When the doctors discover three infants with high fevers and low blood pressure, it looks like a bacterial infection. But the treatment causes fatal kidney failure in one baby and the autopsy reveals a virus. The remaining babies test positive for three different viruses, and they don't have enough blood for the doctors to keep testing. House rolls the dice with an experimental drug and -- presto! -- the mystery is solved. Roll credits.
"It turns out we get it wrong three times and right on the fourth. It has something to do with commercial breaks," says Laurie, candid about the constraints of a 43-minute weekly format.
The son of a British physician, Laurie brings to the program an appreciation for the world of medicine, quirky patients and all. As a teen, he answered his father's phone and often found himself uh-huhing through the caller's litany of aches and pains. Laurie says he considered studying medicine. "I was too lazy so I ended up faking it," he says. "It is a matter of some discomfort that I make so much more money imitating what my father did in real life."

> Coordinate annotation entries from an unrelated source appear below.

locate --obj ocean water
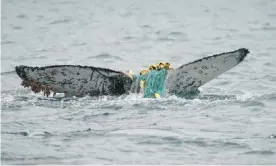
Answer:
[1,0,276,164]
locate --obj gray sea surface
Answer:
[1,0,276,164]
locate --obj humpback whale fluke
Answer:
[15,48,250,96]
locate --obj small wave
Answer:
[89,53,124,61]
[241,100,265,107]
[49,19,71,25]
[140,25,152,29]
[1,71,15,76]
[16,14,28,19]
[244,150,275,155]
[1,41,15,45]
[12,26,23,30]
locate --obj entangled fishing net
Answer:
[136,69,168,98]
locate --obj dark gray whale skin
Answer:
[15,48,250,97]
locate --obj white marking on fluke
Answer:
[167,48,249,94]
[15,48,249,96]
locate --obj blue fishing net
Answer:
[136,69,168,98]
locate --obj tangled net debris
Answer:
[21,80,56,97]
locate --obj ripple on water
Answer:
[49,19,72,25]
[16,14,28,19]
[87,53,124,61]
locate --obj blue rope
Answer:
[134,69,168,98]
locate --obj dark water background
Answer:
[1,0,276,164]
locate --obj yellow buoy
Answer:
[153,93,160,98]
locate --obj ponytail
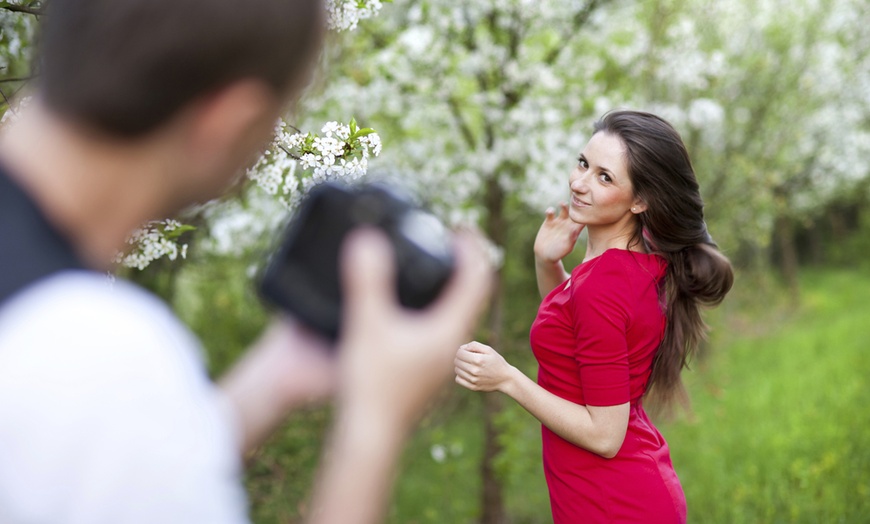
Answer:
[595,111,734,413]
[647,242,734,413]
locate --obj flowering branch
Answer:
[248,119,381,208]
[115,220,196,270]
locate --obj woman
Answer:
[455,111,733,524]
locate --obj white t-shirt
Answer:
[0,271,247,524]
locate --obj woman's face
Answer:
[568,132,646,226]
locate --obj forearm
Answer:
[535,256,570,298]
[306,408,409,524]
[499,368,629,458]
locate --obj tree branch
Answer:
[0,2,45,16]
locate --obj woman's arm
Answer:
[535,204,584,298]
[454,342,629,458]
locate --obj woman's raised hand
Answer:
[535,203,586,264]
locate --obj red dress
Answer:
[531,249,686,524]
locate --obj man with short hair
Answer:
[0,0,490,524]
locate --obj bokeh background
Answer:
[0,0,870,524]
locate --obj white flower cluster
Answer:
[115,220,192,271]
[248,119,382,207]
[326,0,383,31]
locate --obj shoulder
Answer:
[593,249,667,282]
[572,249,667,301]
[0,271,202,392]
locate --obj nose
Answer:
[568,169,589,193]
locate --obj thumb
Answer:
[340,228,396,325]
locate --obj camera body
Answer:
[259,183,455,340]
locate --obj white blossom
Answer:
[115,220,190,270]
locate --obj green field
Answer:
[237,270,870,524]
[380,271,870,524]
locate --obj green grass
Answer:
[388,271,870,524]
[661,272,870,524]
[227,270,870,524]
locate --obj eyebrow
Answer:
[580,153,616,178]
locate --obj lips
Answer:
[571,195,591,207]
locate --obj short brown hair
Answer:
[37,0,325,138]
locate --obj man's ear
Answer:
[186,79,280,170]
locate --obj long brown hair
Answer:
[595,111,734,411]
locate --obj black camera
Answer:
[259,182,455,340]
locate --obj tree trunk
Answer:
[774,216,800,304]
[480,175,507,524]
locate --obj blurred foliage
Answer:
[0,0,870,524]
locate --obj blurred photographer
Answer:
[0,0,490,523]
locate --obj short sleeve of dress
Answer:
[572,253,631,406]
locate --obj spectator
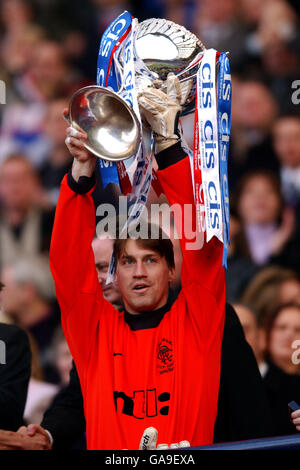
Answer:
[241,266,300,324]
[0,323,31,431]
[236,170,295,265]
[235,303,300,436]
[2,253,60,382]
[225,204,258,302]
[0,154,54,266]
[233,303,266,375]
[229,80,278,188]
[264,303,300,435]
[273,113,300,206]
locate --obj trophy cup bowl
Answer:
[134,18,205,116]
[68,85,141,162]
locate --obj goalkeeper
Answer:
[50,76,225,449]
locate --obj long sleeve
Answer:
[50,176,106,371]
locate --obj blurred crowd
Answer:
[0,0,300,440]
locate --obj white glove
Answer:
[138,74,182,152]
[139,427,191,450]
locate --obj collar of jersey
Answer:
[124,300,171,331]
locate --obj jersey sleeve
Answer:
[50,176,106,370]
[157,150,225,308]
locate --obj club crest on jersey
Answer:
[156,338,174,374]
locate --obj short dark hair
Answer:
[113,223,175,269]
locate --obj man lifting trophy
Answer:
[50,12,231,450]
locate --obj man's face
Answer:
[92,238,122,306]
[116,239,175,314]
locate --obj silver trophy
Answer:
[68,18,205,161]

"House" manages to make medical investigating funny. Take the story of Willie. He's looking to score some Viagra because "the little man doesn't have the same bounce in his step."
House offers him insulin for the diabetes Willie didn't mention to the admitting nurse.
Huh? How'd he know that?
First there were the hairless hands, a sign of nerve damage, House says. Second, tight shoes, which often mean a loss of sensation in the feet.
"And then there's your pants," House says.
"My pants tell you I have diabetes?" poor Willie asks.
"No, they tell me you're an idiot," House replies. "Powdered sugar on the right pant-leg."
Hey, this is television, not your family doctor.